Background/Purpose: Existing guidelines for disease education require that written materials not exceed 6th grade reading level. Evidence shows that 90% of cardiovascular educational literature is written at or above the 8th grade level. Moreover, evidence points to variations in linguistic style, also called register, as important to lay understanding and response to disease education. The purpose of the current study was to: a) provide a description of linguistic register of current stroke education brochures; b) assess the degree to which lexical, syntactic, and discourse register features relate to Flesch-Kincaid measures; and c) provide an expanded framework for assessment of stroke literature accessibility.
Method: Framed by critical discourse analysis and guided by Biber’s conceptual model of linguistic register, nine brochures originating from five national organizations yielding a sample of 9,903 words comprising 820 lines of text were analyzed for syntactic, lexical and discourse characteristics. Descriptive data on features were analyzed within and across brochures using linguistic analysis software. Flesch-Kincaid readability scores for each brochure permitted correlational analysis against quantitative linguistic data.

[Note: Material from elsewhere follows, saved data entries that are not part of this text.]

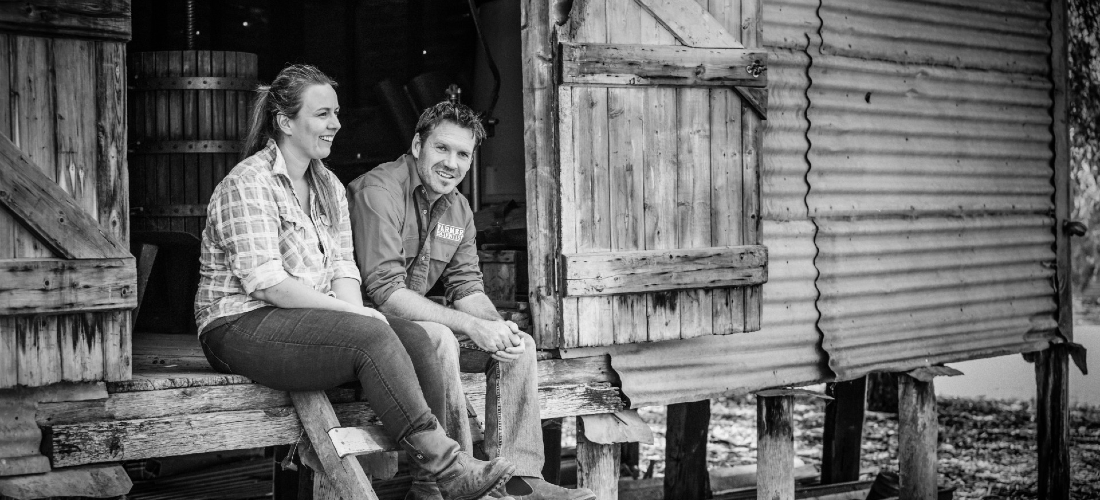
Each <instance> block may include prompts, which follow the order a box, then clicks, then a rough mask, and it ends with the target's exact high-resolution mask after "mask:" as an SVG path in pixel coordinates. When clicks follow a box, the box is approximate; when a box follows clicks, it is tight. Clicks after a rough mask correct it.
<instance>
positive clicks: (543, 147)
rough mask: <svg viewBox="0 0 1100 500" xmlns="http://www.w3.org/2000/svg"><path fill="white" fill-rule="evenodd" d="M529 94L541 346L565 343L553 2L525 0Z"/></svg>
mask: <svg viewBox="0 0 1100 500" xmlns="http://www.w3.org/2000/svg"><path fill="white" fill-rule="evenodd" d="M520 1H522V2H524V5H522V9H521V11H522V13H524V14H526V18H525V19H524V20H521V22H520V26H521V27H520V37H521V38H520V45H521V49H520V54H522V56H521V57H522V70H524V82H522V88H524V91H522V95H524V145H525V147H524V164H525V167H524V171H525V178H526V182H525V184H526V186H527V227H528V231H527V256H528V258H527V269H528V275H529V280H528V284H529V296H530V305H531V327H532V332H530V333H531V335H532V336H533V337H535V342H536V344H538V346H539V347H558V345H559V344H561V324H562V321H561V320H562V316H561V310H560V303H559V302H560V300H559V299H560V297H561V293H560V291H559V290H558V288H559V287H560V280H558V279H557V276H558V271H559V268H558V267H559V263H558V255H560V252H561V244H560V241H559V237H560V233H561V230H560V222H561V213H560V207H559V202H560V199H561V187H560V179H559V171H560V164H559V149H558V93H557V87H558V86H557V85H554V82H555V81H557V78H554V76H553V75H554V59H553V51H554V41H555V38H557V30H555V29H554V26H553V20H552V19H551V13H550V2H548V1H544V0H520Z"/></svg>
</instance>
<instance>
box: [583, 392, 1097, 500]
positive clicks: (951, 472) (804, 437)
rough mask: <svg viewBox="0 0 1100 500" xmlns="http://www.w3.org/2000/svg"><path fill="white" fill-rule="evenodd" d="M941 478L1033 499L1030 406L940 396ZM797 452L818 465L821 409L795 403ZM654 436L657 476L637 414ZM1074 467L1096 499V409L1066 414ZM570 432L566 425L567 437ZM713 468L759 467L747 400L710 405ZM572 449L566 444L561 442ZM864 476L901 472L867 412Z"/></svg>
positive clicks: (660, 436)
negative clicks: (957, 398) (652, 443)
mask: <svg viewBox="0 0 1100 500" xmlns="http://www.w3.org/2000/svg"><path fill="white" fill-rule="evenodd" d="M937 403H938V415H939V426H941V432H939V449H938V454H939V476H941V478H942V482H943V484H945V485H952V486H955V487H956V488H957V489H956V491H955V498H957V499H987V500H993V499H1013V500H1015V499H1034V498H1036V491H1035V489H1036V451H1035V446H1036V444H1035V422H1034V412H1033V411H1032V408H1031V402H1027V401H1014V400H982V399H955V398H941V399H939V400H938V401H937ZM794 412H795V415H794V418H795V454H796V455H798V458H799V459H801V460H802V462H803V463H805V464H812V465H814V466H817V467H818V468H820V466H821V455H822V429H823V426H824V424H825V404H824V402H823V401H821V400H816V399H810V398H799V399H796V400H795V408H794ZM639 413H640V414H641V416H642V418H643V419H645V420H646V421H647V422H648V423H649V424H650V427H651V429H652V430H653V432H654V440H653V441H654V442H653V444H652V445H642V447H641V464H640V468H641V469H642V470H646V468H647V467H648V466H649V463H650V462H652V463H653V471H654V474H656V476H661V475H662V473H663V468H664V464H663V460H664V408H662V407H653V408H643V409H641V410H639ZM1070 429H1071V430H1073V431H1071V442H1073V448H1071V451H1070V460H1071V464H1073V469H1074V485H1073V498H1075V499H1081V500H1086V499H1088V500H1093V499H1100V407H1075V408H1071V412H1070ZM572 433H573V429H571V426H570V425H568V424H566V429H565V434H566V435H568V436H570V437H571V435H572ZM709 435H711V443H709V446H707V462H708V464H709V466H711V468H715V467H728V466H735V465H745V464H752V463H755V462H756V403H755V401H753V400H752V399H751V398H728V399H718V400H715V401H713V402H712V405H711V434H709ZM566 445H571V444H566ZM861 463H862V470H864V471H865V474H864V477H862V478H861V479H873V478H875V475H876V474H877V473H878V470H893V471H897V470H898V418H897V415H894V414H890V413H878V412H868V413H867V416H866V420H865V424H864V446H862V456H861Z"/></svg>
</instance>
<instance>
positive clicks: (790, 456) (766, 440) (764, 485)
mask: <svg viewBox="0 0 1100 500" xmlns="http://www.w3.org/2000/svg"><path fill="white" fill-rule="evenodd" d="M757 498H758V499H760V500H794V396H791V395H785V396H761V395H759V393H758V395H757Z"/></svg>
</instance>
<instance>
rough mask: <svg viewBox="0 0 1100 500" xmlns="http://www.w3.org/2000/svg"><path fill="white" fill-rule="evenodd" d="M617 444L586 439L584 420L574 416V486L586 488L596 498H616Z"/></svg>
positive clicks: (618, 455)
mask: <svg viewBox="0 0 1100 500" xmlns="http://www.w3.org/2000/svg"><path fill="white" fill-rule="evenodd" d="M619 453H620V452H619V445H618V443H614V444H601V443H594V442H592V441H588V438H587V437H585V434H584V421H583V420H582V419H581V418H580V416H577V418H576V486H577V487H579V488H588V489H591V490H592V491H593V492H594V493H596V498H604V499H612V498H618V476H619Z"/></svg>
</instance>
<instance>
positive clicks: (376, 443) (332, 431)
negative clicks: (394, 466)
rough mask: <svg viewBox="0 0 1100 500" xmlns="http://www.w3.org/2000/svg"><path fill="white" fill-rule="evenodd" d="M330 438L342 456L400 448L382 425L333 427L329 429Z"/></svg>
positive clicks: (333, 444)
mask: <svg viewBox="0 0 1100 500" xmlns="http://www.w3.org/2000/svg"><path fill="white" fill-rule="evenodd" d="M329 438H330V440H331V441H332V445H333V446H334V448H335V452H337V455H338V456H339V457H340V458H343V457H345V456H348V455H364V454H367V453H381V452H386V451H392V449H399V447H398V446H397V442H396V441H394V440H393V438H392V437H389V436H388V435H386V433H385V432H384V431H383V430H382V427H381V426H370V427H333V429H330V430H329Z"/></svg>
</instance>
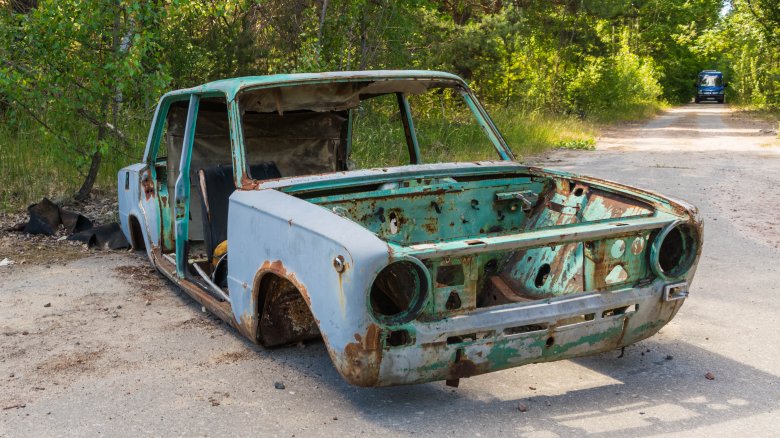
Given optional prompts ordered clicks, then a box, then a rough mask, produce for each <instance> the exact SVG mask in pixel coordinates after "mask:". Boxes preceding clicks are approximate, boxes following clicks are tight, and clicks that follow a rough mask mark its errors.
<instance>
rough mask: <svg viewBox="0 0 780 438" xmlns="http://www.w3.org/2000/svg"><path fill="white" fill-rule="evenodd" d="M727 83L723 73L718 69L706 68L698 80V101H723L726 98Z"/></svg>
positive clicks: (721, 101)
mask: <svg viewBox="0 0 780 438" xmlns="http://www.w3.org/2000/svg"><path fill="white" fill-rule="evenodd" d="M725 93H726V84H725V83H724V82H723V73H721V72H719V71H717V70H704V71H702V72H701V73H699V77H698V79H697V80H696V97H695V98H694V100H695V102H696V103H701V102H704V101H714V102H718V103H723V102H724V101H725V99H726V94H725Z"/></svg>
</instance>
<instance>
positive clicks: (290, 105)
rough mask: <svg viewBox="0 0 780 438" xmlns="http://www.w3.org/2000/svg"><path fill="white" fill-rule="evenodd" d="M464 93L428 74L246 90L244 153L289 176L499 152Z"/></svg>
mask: <svg viewBox="0 0 780 438" xmlns="http://www.w3.org/2000/svg"><path fill="white" fill-rule="evenodd" d="M470 99H471V97H470V95H468V93H467V92H466V90H465V89H463V88H462V87H461V86H460V85H458V83H456V82H447V81H440V80H428V79H424V80H419V79H417V80H411V79H404V80H378V81H357V82H338V83H323V84H303V85H295V86H286V87H277V88H266V89H259V90H251V91H247V92H244V93H242V94H240V95H239V108H240V111H241V120H242V129H243V140H244V141H243V143H244V153H245V158H246V160H245V161H246V163H247V165H248V166H251V165H252V164H253V163H255V162H274V163H275V164H276V165H277V166H278V168H279V170H280V172H281V174H282V177H288V176H301V175H311V174H319V173H328V172H337V171H346V170H356V169H367V168H385V167H394V166H401V165H408V164H417V163H442V162H473V161H486V160H500V159H501V154H500V153H499V152H498V148H502V149H503V148H504V146H503V145H500V144H496V143H497V141H498V140H494V139H492V138H491V137H490V136H488V135H487V133H486V132H485V131H486V129H491V128H490V127H489V125H487V122H486V121H484V119H482V116H481V114H480V115H475V114H474V112H473V111H472V107H474V108H476V106H475V104H474V103H473V102H471V101H470ZM418 149H419V153H418V152H417V150H418ZM250 175H251V169H250Z"/></svg>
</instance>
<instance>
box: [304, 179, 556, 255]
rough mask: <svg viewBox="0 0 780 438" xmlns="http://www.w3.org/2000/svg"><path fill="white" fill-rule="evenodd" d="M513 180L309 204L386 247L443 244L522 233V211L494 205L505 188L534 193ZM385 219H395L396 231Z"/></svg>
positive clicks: (394, 226)
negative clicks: (369, 230)
mask: <svg viewBox="0 0 780 438" xmlns="http://www.w3.org/2000/svg"><path fill="white" fill-rule="evenodd" d="M513 181H516V182H513V183H510V184H507V182H506V181H505V180H497V181H492V186H491V185H490V184H486V182H485V181H479V182H477V181H473V182H465V183H456V182H446V181H442V182H436V181H432V182H430V183H429V184H427V185H425V186H424V187H416V186H410V187H399V188H397V189H390V190H377V191H373V192H371V193H360V195H363V196H354V195H343V196H328V197H326V198H319V199H309V201H310V202H313V203H316V204H319V205H321V206H323V207H326V208H328V209H333V208H336V207H339V208H340V209H343V210H342V211H343V215H344V216H345V217H348V218H349V219H352V220H353V221H355V222H358V223H360V224H361V225H363V226H365V227H366V228H368V229H369V230H371V231H372V232H374V233H376V234H377V235H378V236H379V237H380V238H382V239H385V240H387V241H389V242H392V243H397V244H402V245H411V244H419V243H424V242H446V241H454V240H459V239H464V238H470V237H474V238H476V237H480V236H485V235H497V234H502V233H510V232H515V233H517V232H520V231H522V230H523V229H524V227H525V225H526V220H527V216H526V214H525V212H523V211H522V209H519V208H516V209H514V210H513V209H512V208H511V207H512V205H511V204H510V203H506V202H497V201H496V193H497V192H500V191H504V190H506V188H507V187H510V188H513V189H514V188H517V189H518V190H533V191H535V192H537V193H538V192H539V191H540V190H541V188H542V184H541V183H532V182H530V180H529V179H527V178H517V179H513ZM434 204H435V205H434ZM391 215H395V217H396V218H397V221H398V224H397V227H396V225H393V223H392V219H391Z"/></svg>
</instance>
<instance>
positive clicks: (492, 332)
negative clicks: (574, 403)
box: [118, 71, 702, 386]
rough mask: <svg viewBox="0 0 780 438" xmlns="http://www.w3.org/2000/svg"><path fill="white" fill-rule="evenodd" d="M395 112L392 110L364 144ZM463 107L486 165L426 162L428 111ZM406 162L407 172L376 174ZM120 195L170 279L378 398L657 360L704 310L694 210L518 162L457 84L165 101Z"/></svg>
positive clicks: (252, 338)
mask: <svg viewBox="0 0 780 438" xmlns="http://www.w3.org/2000/svg"><path fill="white" fill-rule="evenodd" d="M430 92H433V93H434V94H433V97H431V98H430V99H429V100H420V101H418V100H415V99H418V96H427V95H428V93H430ZM380 97H384V98H389V99H390V100H389V101H388V102H390V103H391V106H392V110H390V111H386V112H384V113H380V116H379V117H376V118H375V119H371V120H373V121H371V122H370V123H369V122H365V123H364V122H361V121H360V120H361V119H360V117H364V115H365V113H366V107H368V106H370V105H374V104H373V103H371V102H374V101H377V102H378V101H379V100H381V99H380ZM437 99H438V100H437ZM410 102H412V104H410ZM453 102H454V103H453ZM418 103H419V105H417V104H418ZM445 103H448V104H449V103H452V104H453V105H454V106H453V108H456V109H458V108H459V109H461V110H463V111H465V113H467V114H468V116H469V117H470V120H471V122H473V124H474V126H476V129H477V131H478V135H479V138H480V139H481V140H474V141H475V142H482V143H480V144H483V143H484V144H487V145H488V146H487V149H482V151H483V152H484V155H481V154H483V152H480V154H476V155H470V152H469V151H470V150H471V149H472V148H471V147H470V146H469V147H467V148H465V149H462V150H461V151H460V152H457V153H456V152H454V150H453V151H451V150H449V149H447V148H448V144H447V143H446V142H447V140H446V138H445V140H443V141H439V140H435V141H434V140H431V141H430V142H428V139H429V137H430V136H428V135H427V134H426V133H424V132H423V131H424V130H425V128H426V127H428V128H430V129H429V132H433V131H435V129H438V128H431V127H432V126H434V125H435V124H433V123H427V122H426V120H428V119H426V118H425V117H428V116H424V111H428V112H427V113H425V114H429V115H430V114H433V113H435V114H442V115H447V114H450V112H449V110H445V109H444V104H445ZM439 104H441V107H442V108H441V111H439V110H438V108H439ZM415 105H417V106H415ZM423 110H424V111H423ZM382 114H384V115H386V116H381V115H382ZM418 116H419V117H418ZM415 117H418V119H415ZM458 117H460V116H458ZM463 120H464V119H462V118H459V119H458V120H457V121H456V122H454V124H452V125H448V127H447V129H444V130H440V131H435V132H440V133H442V134H443V135H444V134H452V133H453V132H461V131H457V129H461V126H463V122H462V121H463ZM417 122H419V123H418V126H415V123H417ZM372 123H373V124H374V126H380V129H378V130H377V132H378V133H379V134H378V135H380V134H381V135H384V134H387V133H388V132H389V131H391V129H390V128H384V127H385V126H390V125H389V123H394V124H398V126H400V127H399V128H398V131H397V132H402V135H401V137H400V138H401V140H400V141H401V144H400V145H398V144H395V145H389V144H379V145H377V144H374V143H376V142H373V143H372V140H371V138H366V137H365V136H362V134H361V132H363V131H365V129H368V128H366V127H370V126H372ZM426 123H427V124H426ZM437 123H438V122H437ZM419 126H423V128H420V127H419ZM435 126H438V125H435ZM364 128H365V129H364ZM462 132H465V131H462ZM469 132H470V133H472V134H473V133H474V132H476V131H469ZM474 135H476V134H474ZM450 138H452V137H450ZM474 138H475V139H476V138H478V137H474ZM426 142H428V143H429V144H430V147H428V148H427V149H426V147H423V146H424V143H426ZM475 144H476V143H475ZM391 146H392V147H398V146H400V152H398V153H394V155H392V157H394V158H392V159H388V160H386V161H390V162H392V161H393V160H400V162H399V163H398V165H394V166H383V165H379V166H372V165H371V163H376V162H377V161H379V162H381V161H382V160H383V158H382V157H383V156H384V152H383V151H384V150H385V149H386V148H391ZM473 149H476V146H475V147H474V148H473ZM428 150H438V151H439V152H438V155H436V154H434V153H428V152H427V151H428ZM442 151H443V152H442ZM426 154H427V155H426ZM456 155H457V156H458V157H465V159H454V160H451V161H454V162H438V161H447V160H441V157H445V158H446V157H449V156H453V157H455V156H456ZM431 156H433V157H434V158H435V159H433V160H430V159H427V158H428V157H431ZM398 157H400V158H398ZM456 158H457V157H456ZM372 160H373V161H372ZM356 163H357V164H356ZM360 163H364V164H363V165H360ZM366 163H367V164H366ZM380 164H381V163H380ZM118 183H119V187H118V190H119V209H120V221H121V226H122V229H123V231H124V233H125V234H126V236H127V237H128V240H129V241H130V242H132V243H133V246H134V247H135V248H137V249H142V248H143V249H145V250H146V253H147V254H148V257H149V259H150V261H151V262H152V264H153V265H154V266H155V267H156V268H157V269H158V270H159V271H160V272H162V273H163V274H164V275H165V276H167V277H168V278H169V279H171V280H172V281H173V282H175V283H176V284H178V285H179V286H180V287H181V288H182V289H183V290H184V291H185V292H187V293H188V294H189V295H191V296H192V297H193V298H194V299H195V300H197V301H198V302H200V303H202V304H203V305H204V306H205V307H206V308H208V309H209V310H210V311H211V312H213V313H214V314H216V315H217V316H219V317H220V318H222V319H223V320H225V321H226V322H228V323H230V324H231V325H232V326H234V327H235V328H236V329H237V330H238V331H239V332H240V333H242V334H243V335H244V336H246V337H248V338H249V339H251V340H252V341H253V342H257V343H260V344H263V345H266V346H276V345H283V344H290V343H297V342H301V341H306V340H309V339H319V338H321V339H322V340H323V341H324V343H325V345H326V346H327V350H328V352H329V354H330V356H331V358H332V360H333V363H334V365H335V367H336V369H337V370H338V372H339V373H340V374H341V375H342V376H343V377H344V379H346V380H347V381H348V382H349V383H351V384H354V385H359V386H387V385H399V384H411V383H421V382H428V381H435V380H446V381H447V382H448V383H449V384H453V385H456V384H457V382H458V379H460V378H464V377H470V376H474V375H478V374H482V373H487V372H491V371H496V370H501V369H505V368H509V367H514V366H518V365H523V364H529V363H536V362H545V361H552V360H560V359H566V358H572V357H577V356H583V355H589V354H594V353H598V352H604V351H607V350H611V349H615V348H619V347H622V346H625V345H628V344H631V343H633V342H636V341H639V340H641V339H644V338H647V337H648V336H651V335H653V334H654V333H655V332H657V331H658V330H659V329H660V328H661V327H662V326H664V325H665V324H666V323H667V322H669V321H670V320H671V319H672V318H673V317H674V315H675V314H676V313H677V311H678V310H679V309H680V306H681V305H682V303H683V302H684V300H685V298H686V297H687V296H688V286H689V284H690V282H691V280H692V278H693V275H694V272H695V267H696V264H697V262H698V258H699V255H700V252H701V246H702V227H701V222H700V219H699V218H698V217H697V212H696V209H695V208H694V207H692V206H690V205H688V204H686V203H684V202H681V201H677V200H672V199H669V198H666V197H663V196H660V195H658V194H655V193H651V192H648V191H645V190H640V189H636V188H632V187H627V186H624V185H621V184H617V183H613V182H609V181H605V180H601V179H595V178H589V177H584V176H577V175H572V174H569V173H565V172H560V171H554V170H545V169H540V168H534V167H527V166H524V165H522V164H521V163H519V162H517V161H515V159H514V156H513V154H512V152H511V150H510V149H509V148H508V147H507V145H506V144H505V142H504V140H503V139H502V137H501V135H500V133H499V132H498V130H497V129H496V127H495V125H494V124H493V122H492V121H491V120H490V118H489V117H488V115H487V113H486V112H485V110H484V108H483V107H482V105H481V104H480V103H479V102H478V101H477V99H476V97H475V96H474V94H473V93H472V91H471V90H470V89H469V88H468V86H467V85H466V84H465V83H464V81H463V80H461V79H460V78H458V77H457V76H454V75H450V74H447V73H441V72H430V71H372V72H340V73H321V74H292V75H274V76H261V77H248V78H238V79H231V80H224V81H217V82H213V83H209V84H206V85H203V86H200V87H195V88H191V89H185V90H178V91H174V92H171V93H168V94H166V95H165V96H163V97H162V99H161V100H160V103H159V105H158V108H157V111H156V113H155V117H154V121H153V124H152V127H151V129H150V133H149V137H148V141H147V145H146V152H145V154H144V158H143V161H142V162H141V163H139V164H135V165H132V166H129V167H127V168H125V169H123V170H122V171H120V172H119V179H118ZM225 242H227V244H225ZM225 247H226V248H225ZM228 261H229V263H228Z"/></svg>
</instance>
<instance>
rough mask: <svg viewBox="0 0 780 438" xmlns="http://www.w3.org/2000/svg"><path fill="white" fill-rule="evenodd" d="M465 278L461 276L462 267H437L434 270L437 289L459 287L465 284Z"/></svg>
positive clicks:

Results: Flesch-Kincaid readability scores for stroke brochures ranged from 38.60 to 75.0 with a sample median of 63.20, or grade level 7.2. Linguistic register was found to vary within and across the body of brochures, and included features of biomedical, everyday, and advertising registers, with a predominance of biomedical register. Syntactic and lexical features used in analysis of register variation were found to vary independent of Flesch Kincaid measures. These included nominalization (Spearman’s rho = -.02, p = .97), lexical density (Spearman’s rho = -.57, p - .13), and specialized/technical vocabulary (Spearman’s rho = -.317, p = .41).
Conclusion and Discussion: Flesch Kincaid scores obtained in this sample reinforced prior concerns of reading levels which exceed current guidelines in stroke brochures. Quantitative and qualitative linguistic analyses identified numerous features consistent with biomedical and advertising registers which varied independent of Flesch Kincaid measures.